Ага, скажешь тоже! скривилась Сидорова, а потом резко дернула отвернувшуюся Нину за рукав: Смотри-ка! Смотри-ка быстрее!
Забравшаяся с ногами на скамейку Марфа Васильевна Соболева несколько раз махнула Нине в ответ, а потом вытянула вперед руку и мелко-мелко затрясла кистью то в одну, то в другую сторону.
Ишь ты, растрогалась Жданова, дурак дураком, а туда же машет, прощается.
Сколько еще махала им вслед оседлавшая лавку Марфа, женщины не видели. Не оборачиваясь, они ступали в ногу большими шагами, торопясь прочь из этого мрачного парка.
Прибывший на конечную станцию сто семнадцатый автобус соседки взяли штурмом, потеснив скопившихся в проходе дачников.
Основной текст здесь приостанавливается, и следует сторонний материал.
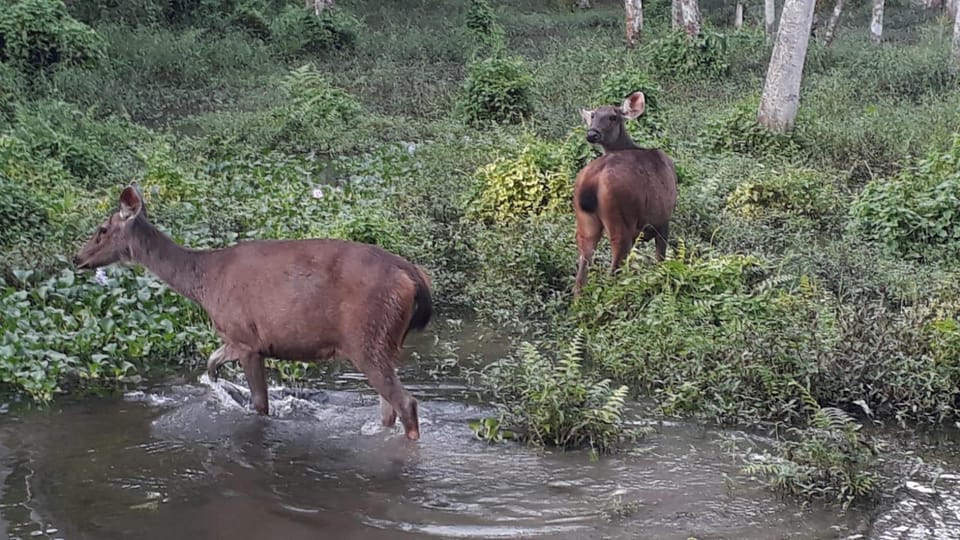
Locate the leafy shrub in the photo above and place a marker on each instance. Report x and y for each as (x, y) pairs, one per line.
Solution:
(914, 214)
(35, 34)
(497, 89)
(676, 55)
(707, 336)
(737, 130)
(299, 31)
(791, 192)
(480, 19)
(317, 100)
(21, 215)
(89, 149)
(70, 324)
(534, 183)
(251, 19)
(828, 460)
(553, 402)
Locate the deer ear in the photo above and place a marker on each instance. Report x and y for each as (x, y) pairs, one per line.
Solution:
(131, 202)
(634, 105)
(587, 116)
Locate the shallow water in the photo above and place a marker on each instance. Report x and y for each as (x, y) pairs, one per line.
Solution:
(187, 458)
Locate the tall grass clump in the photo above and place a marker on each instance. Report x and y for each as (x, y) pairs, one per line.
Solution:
(553, 402)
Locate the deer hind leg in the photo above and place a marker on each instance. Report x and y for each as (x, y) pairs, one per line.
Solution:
(589, 231)
(218, 358)
(395, 401)
(254, 371)
(660, 235)
(622, 238)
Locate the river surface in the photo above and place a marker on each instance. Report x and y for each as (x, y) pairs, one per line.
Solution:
(187, 458)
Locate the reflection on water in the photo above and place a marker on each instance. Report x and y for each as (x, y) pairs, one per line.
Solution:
(188, 459)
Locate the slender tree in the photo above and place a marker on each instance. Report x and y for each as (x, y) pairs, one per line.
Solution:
(956, 36)
(769, 18)
(781, 91)
(691, 17)
(634, 11)
(876, 22)
(832, 25)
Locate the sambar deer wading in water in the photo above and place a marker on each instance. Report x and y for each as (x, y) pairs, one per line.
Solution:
(286, 299)
(628, 190)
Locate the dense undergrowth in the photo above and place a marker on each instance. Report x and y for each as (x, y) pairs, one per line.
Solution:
(808, 273)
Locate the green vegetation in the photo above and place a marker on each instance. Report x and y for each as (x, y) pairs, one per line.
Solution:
(810, 274)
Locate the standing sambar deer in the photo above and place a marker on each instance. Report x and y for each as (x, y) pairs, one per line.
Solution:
(628, 190)
(286, 299)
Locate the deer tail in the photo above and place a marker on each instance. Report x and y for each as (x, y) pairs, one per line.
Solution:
(588, 198)
(424, 302)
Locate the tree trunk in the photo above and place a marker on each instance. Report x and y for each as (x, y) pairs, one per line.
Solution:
(634, 10)
(691, 17)
(781, 91)
(769, 18)
(956, 35)
(832, 25)
(876, 22)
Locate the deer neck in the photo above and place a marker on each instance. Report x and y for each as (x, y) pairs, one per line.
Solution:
(180, 268)
(621, 142)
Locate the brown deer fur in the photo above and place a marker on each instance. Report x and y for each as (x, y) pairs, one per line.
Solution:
(628, 191)
(306, 300)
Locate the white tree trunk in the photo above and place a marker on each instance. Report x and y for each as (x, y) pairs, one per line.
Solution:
(634, 11)
(956, 35)
(876, 22)
(691, 17)
(769, 18)
(781, 91)
(832, 25)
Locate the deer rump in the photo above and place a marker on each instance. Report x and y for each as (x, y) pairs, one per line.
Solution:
(316, 299)
(627, 193)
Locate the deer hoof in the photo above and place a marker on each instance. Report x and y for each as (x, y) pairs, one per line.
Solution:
(216, 360)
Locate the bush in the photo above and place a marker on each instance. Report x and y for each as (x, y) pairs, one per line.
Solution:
(36, 34)
(707, 336)
(553, 403)
(737, 130)
(534, 183)
(788, 193)
(829, 460)
(92, 150)
(21, 215)
(676, 55)
(298, 31)
(914, 214)
(70, 324)
(497, 89)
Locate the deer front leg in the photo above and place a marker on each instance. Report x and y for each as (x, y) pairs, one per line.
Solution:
(254, 371)
(218, 358)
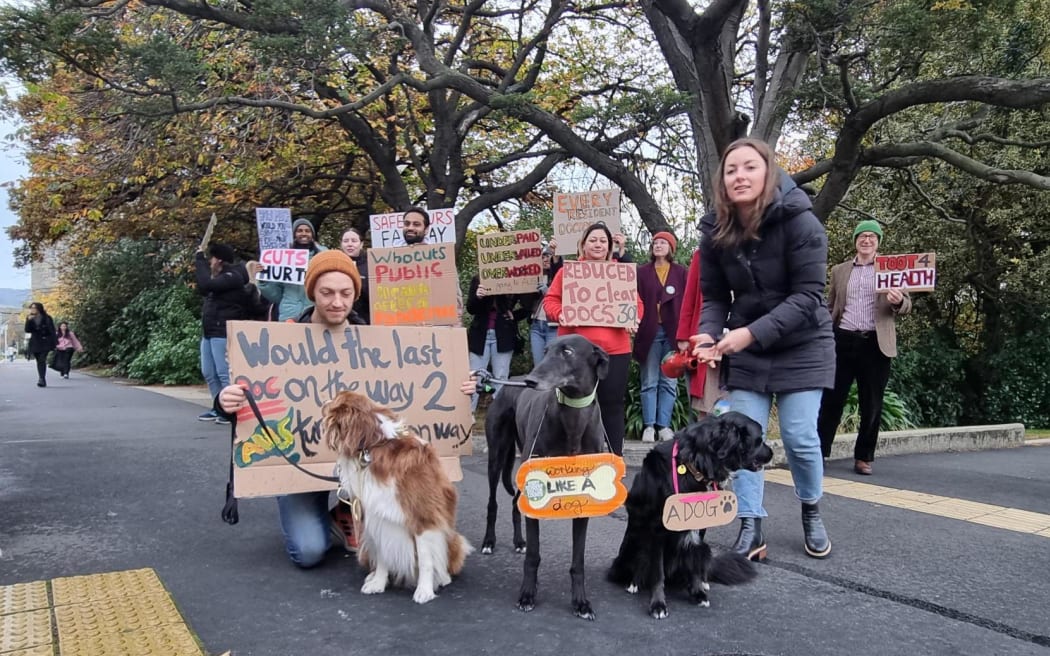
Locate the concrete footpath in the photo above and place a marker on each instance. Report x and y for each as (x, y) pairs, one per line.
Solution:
(106, 487)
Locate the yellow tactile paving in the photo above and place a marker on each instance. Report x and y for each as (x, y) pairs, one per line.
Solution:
(130, 583)
(22, 597)
(987, 514)
(111, 614)
(23, 631)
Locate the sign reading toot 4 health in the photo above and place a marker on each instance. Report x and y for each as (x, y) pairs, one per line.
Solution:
(916, 272)
(386, 228)
(574, 211)
(600, 293)
(509, 262)
(294, 368)
(414, 286)
(571, 486)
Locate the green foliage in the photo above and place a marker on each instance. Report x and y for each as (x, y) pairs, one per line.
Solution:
(171, 355)
(895, 413)
(680, 416)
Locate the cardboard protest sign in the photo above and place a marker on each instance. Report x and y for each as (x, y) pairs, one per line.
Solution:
(574, 211)
(600, 293)
(509, 262)
(414, 286)
(284, 266)
(571, 486)
(916, 272)
(274, 227)
(386, 228)
(698, 510)
(294, 368)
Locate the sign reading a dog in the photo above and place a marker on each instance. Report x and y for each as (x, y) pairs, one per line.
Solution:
(414, 286)
(698, 510)
(600, 293)
(293, 369)
(509, 262)
(569, 487)
(915, 272)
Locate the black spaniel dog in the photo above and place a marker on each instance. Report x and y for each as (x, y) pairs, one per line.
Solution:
(650, 555)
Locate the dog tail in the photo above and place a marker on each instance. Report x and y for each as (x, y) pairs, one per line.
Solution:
(508, 467)
(732, 569)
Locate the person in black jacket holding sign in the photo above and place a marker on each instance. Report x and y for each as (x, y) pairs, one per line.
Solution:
(227, 297)
(43, 337)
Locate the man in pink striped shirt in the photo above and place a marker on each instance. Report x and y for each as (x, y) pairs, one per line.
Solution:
(865, 343)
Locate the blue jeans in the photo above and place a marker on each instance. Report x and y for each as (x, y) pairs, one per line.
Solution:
(307, 527)
(541, 334)
(213, 364)
(798, 430)
(500, 360)
(658, 392)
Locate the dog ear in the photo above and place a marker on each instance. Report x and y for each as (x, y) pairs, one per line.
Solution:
(601, 362)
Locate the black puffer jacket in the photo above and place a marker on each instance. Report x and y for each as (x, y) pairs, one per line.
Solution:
(226, 296)
(775, 287)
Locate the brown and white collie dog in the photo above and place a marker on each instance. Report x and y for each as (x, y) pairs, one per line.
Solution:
(407, 502)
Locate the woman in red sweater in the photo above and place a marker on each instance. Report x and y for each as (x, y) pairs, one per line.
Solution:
(595, 245)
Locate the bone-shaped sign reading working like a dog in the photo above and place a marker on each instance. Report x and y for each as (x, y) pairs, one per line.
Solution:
(572, 486)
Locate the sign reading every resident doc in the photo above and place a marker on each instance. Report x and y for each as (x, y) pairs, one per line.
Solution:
(916, 272)
(293, 368)
(414, 286)
(509, 262)
(600, 293)
(574, 211)
(274, 227)
(386, 228)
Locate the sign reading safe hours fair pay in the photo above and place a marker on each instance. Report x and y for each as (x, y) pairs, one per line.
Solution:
(915, 272)
(600, 293)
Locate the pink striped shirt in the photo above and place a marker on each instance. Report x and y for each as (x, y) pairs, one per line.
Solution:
(859, 311)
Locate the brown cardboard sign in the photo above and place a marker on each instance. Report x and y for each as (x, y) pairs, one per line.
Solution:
(699, 510)
(294, 368)
(414, 286)
(573, 212)
(510, 262)
(915, 272)
(571, 486)
(600, 293)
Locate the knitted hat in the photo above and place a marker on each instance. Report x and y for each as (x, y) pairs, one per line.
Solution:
(868, 226)
(667, 236)
(327, 261)
(223, 252)
(303, 221)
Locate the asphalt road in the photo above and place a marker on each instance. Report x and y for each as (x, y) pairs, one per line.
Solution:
(98, 477)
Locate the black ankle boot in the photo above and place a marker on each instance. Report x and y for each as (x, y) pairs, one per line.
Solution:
(750, 541)
(817, 543)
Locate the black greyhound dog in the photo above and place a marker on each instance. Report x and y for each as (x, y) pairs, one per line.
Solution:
(555, 415)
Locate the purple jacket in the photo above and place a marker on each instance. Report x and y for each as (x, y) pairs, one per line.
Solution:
(651, 291)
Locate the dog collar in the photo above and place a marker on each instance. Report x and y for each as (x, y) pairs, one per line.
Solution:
(576, 403)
Аккуратнее, взмолились садоводы, придавленные сидоровской грудью, дышать нечем.
Тесно ехать дома сидите, тут же нашлась Люда. Сначала набьются, как сельдь в бочку, а потом ноют: дышать им нечем. Слышь, Нин?! Нечем им дышать! Их бы туда вон, к Марфе, на час-другой, тут же второе дыхание откроется.
Нина молчала и с грустью думала о Мане Соболевой, оставшейся среди старинных вязов с поднятой рукой.
Ни-ин, снова подала голос Сидорова, ты там не уснула?
Жданова неловко пошевелилась и пожаловалась:
Стою. Неудобно.
Мне вот тоже неудобно, не оборачиваясь, сообщила ей Люда и с нетерпением повела плечами, пытаясь растолкать скрючившихся пассажиров. Я чё спросить-то у тебя хотела. А этот Костя? Муж ее. Ты его знала?
Знала, нехотя проронила Нина.
Ну и чё? продолжала расспрашивать ее Сидорова.
Ну и ничё. Костя как Костя
* * *И правда, на первый взгляд в Косте Рузавине не было ничего примечательного: низенький, тщедушный, головка тыковкой, носик остренький, на лице родинка. Мальчишка мальчишкой, особенно со спины. А ведь после армии уже. Года два как помощником машиниста отъездил.
Военную службу Костя вспоминал добрым словом и регулярно писал письма сослуживцам, называя каждого из них «брат»: «Здравствуй, брат Как поживаешь, брат Помнишь, брат?.. Всего тебе хорошего, брат» Можно сказать, что по армии Рузавин скучал. Там он научился играть на семиструнной гитаре и безошибочно, как он думал, разбираться в людях, разделившихся на два лагеря «хорошие» и «плохие». «Хороших» было больше, в этом Костя успел убедиться на собственном опыте. «Плохих» меньше, и с ними нужно было держать ухо востро.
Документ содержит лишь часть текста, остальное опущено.